Machine learning with Pyspark MLlib: Part 1 Regression

shorya sharma
7 min readJun 20, 2023

--

MLlib is Spark’s machine learning (ML) library. Its goal is to make practical machine learning scalable and easy. At a high level, it provides tools such as:

  • ML Algorithms: common learning algorithms such as classification, regression, clustering, and collaborative filtering
  • Featurization: feature extraction, transformation, dimensionality reduction, and selection
  • Pipelines: tools for constructing, evaluating, and tuning ML Pipelines
  • Persistence: saving and load algorithms, models, and Pipelines
  • Utilities: linear algebra, statistics, data handling, etc.

Prerequisites:

1. Pyspark Knowledge

2. You can code in any environment which has Pyspark installed, I am using community edition of databricks for demo purposes.

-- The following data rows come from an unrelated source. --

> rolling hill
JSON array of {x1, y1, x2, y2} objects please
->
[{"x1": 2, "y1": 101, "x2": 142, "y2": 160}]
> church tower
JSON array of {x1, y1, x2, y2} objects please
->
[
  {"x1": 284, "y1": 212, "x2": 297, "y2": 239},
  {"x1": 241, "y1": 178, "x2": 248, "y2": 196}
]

Regression models (both linear and non-linear) are used for predicting a real value, like salary for example. If your independent variable is time, then you are forecasting future values, otherwise your model is predicting present but unknown values.

Regression analysis is a form of predictive modelling technique which investigates the relationship between a dependent (target) and independent variable (s) (predictor). For example, relationship between rash driving and number of road accidents by a driver is best studied through regression.

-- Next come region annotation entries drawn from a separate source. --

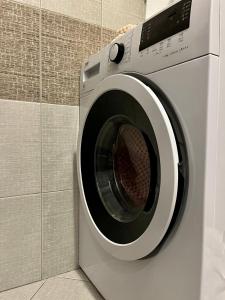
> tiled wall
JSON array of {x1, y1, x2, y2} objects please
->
[{"x1": 0, "y1": 0, "x2": 144, "y2": 291}]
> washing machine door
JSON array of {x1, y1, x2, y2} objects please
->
[{"x1": 78, "y1": 74, "x2": 179, "y2": 260}]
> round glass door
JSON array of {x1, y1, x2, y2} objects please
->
[
  {"x1": 95, "y1": 115, "x2": 157, "y2": 222},
  {"x1": 78, "y1": 75, "x2": 185, "y2": 260}
]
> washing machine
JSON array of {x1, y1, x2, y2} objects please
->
[{"x1": 77, "y1": 0, "x2": 225, "y2": 300}]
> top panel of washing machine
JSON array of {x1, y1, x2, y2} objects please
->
[{"x1": 81, "y1": 0, "x2": 220, "y2": 93}]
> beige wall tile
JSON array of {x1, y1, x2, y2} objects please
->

In this part, you will understand and learn how to implement the following Machine Learning Regression models:

Simple Linear Regression

It is used to estimate real values (cost of houses, number of calls, total sales etc.) based on continuous variable(s). Here, we establish relationship between independent and dependent variables by fitting a best line.

This best fit line is known as regression line and represented by a linear equation Y= a *X + b.

Code:

Dataset is available at :

ML_Sklearn/Simple linear regression at master · shorya1996/ML_Sklearn · GitHub

from pyspark.sql import SparkSession
from pyspark.ml.stat import Correlation
import pyspark.sql.functions as f
from pyspark.ml.linalg import Vector
from pyspark.ml.feature import VectorAssembler
spark = SparkSession.builder.getOrCreate()
from pyspark.sql.types import *
Schema = StructType([
StructField('YearsExperience', FloatType(), True),
StructField('Salary', FloatType(), True)
])
df = spark.read.csv("/FileStore/tables/Salary_Data.csv", header=True,schema=Schema)
assembler = VectorAssembler(inputCols=['YearsExperience'],outputCol='features')

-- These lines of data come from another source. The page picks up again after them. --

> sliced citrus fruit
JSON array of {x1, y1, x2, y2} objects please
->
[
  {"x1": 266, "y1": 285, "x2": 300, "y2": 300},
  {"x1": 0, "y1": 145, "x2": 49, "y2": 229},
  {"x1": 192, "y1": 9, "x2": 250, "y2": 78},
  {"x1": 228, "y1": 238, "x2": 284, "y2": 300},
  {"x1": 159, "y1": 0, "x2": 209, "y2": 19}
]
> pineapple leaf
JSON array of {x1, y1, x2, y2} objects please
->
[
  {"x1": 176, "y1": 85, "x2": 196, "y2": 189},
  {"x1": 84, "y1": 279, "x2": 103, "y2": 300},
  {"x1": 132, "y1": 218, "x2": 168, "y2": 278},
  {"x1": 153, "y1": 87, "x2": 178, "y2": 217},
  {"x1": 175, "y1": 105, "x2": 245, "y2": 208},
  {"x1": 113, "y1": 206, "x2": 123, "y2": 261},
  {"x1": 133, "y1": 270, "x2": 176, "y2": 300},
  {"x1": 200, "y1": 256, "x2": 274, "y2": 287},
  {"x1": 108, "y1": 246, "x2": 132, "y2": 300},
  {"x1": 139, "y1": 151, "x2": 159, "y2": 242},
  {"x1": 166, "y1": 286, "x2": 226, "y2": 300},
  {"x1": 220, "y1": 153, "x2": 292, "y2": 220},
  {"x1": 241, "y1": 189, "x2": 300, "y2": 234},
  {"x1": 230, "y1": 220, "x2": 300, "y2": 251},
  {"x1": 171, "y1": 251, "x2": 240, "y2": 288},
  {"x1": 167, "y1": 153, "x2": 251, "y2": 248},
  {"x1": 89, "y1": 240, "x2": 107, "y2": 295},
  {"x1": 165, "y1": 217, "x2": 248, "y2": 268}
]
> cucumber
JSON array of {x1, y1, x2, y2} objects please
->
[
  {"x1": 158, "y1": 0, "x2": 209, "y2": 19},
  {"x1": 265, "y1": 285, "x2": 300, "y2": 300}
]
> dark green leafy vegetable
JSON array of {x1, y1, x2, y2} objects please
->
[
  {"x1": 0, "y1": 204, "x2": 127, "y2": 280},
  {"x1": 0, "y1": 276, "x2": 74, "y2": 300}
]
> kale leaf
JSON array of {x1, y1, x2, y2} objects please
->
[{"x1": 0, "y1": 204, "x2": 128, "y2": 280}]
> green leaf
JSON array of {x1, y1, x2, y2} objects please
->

data_set = assembler.transform(df)
data_set = data_set.select(['features','salary'])
train_data,test_data = data_set.randomSplit([0.8,0.2])
from pyspark.ml.regression import LinearRegression

lr = LinearRegression(featuresCol="features",labelCol='salary')
lrModel = lr.fit(train_data)
test_stats = lrModel.evaluate(test_data)
print(f"RMSE: {test_stats.rootMeanSquaredError}")
print(f"R2: {test_stats.r2}")
print(f"R2: {test_stats.meanSquaredError}")
test_stats.predictions.show()

Multiple Linear regression

Linear Regression is of mainly two types: Simple Linear Regression and Multiple Linear Regression. Simple Linear Regression is characterized by one independent variable. And, Multiple Linear Regression(as the name suggests) is characterized by multiple (more than 1) independent variables.

Let us say that you ask a doctor to find your BMI ( body mas index ) value. He will take into consideration your height and weight to compute your BMI. So here, BMI is your dependent variable and weight and height is your independent variables.

Code:

Dataset is available at as 50_Startups.csv:

ML_Sklearn/Multiple Linear Regression/50_Startups.csv at master · shorya1996/ML_Sklearn · GitHub

I created a table in databricks out of a csv file, you can use the csv file directly also.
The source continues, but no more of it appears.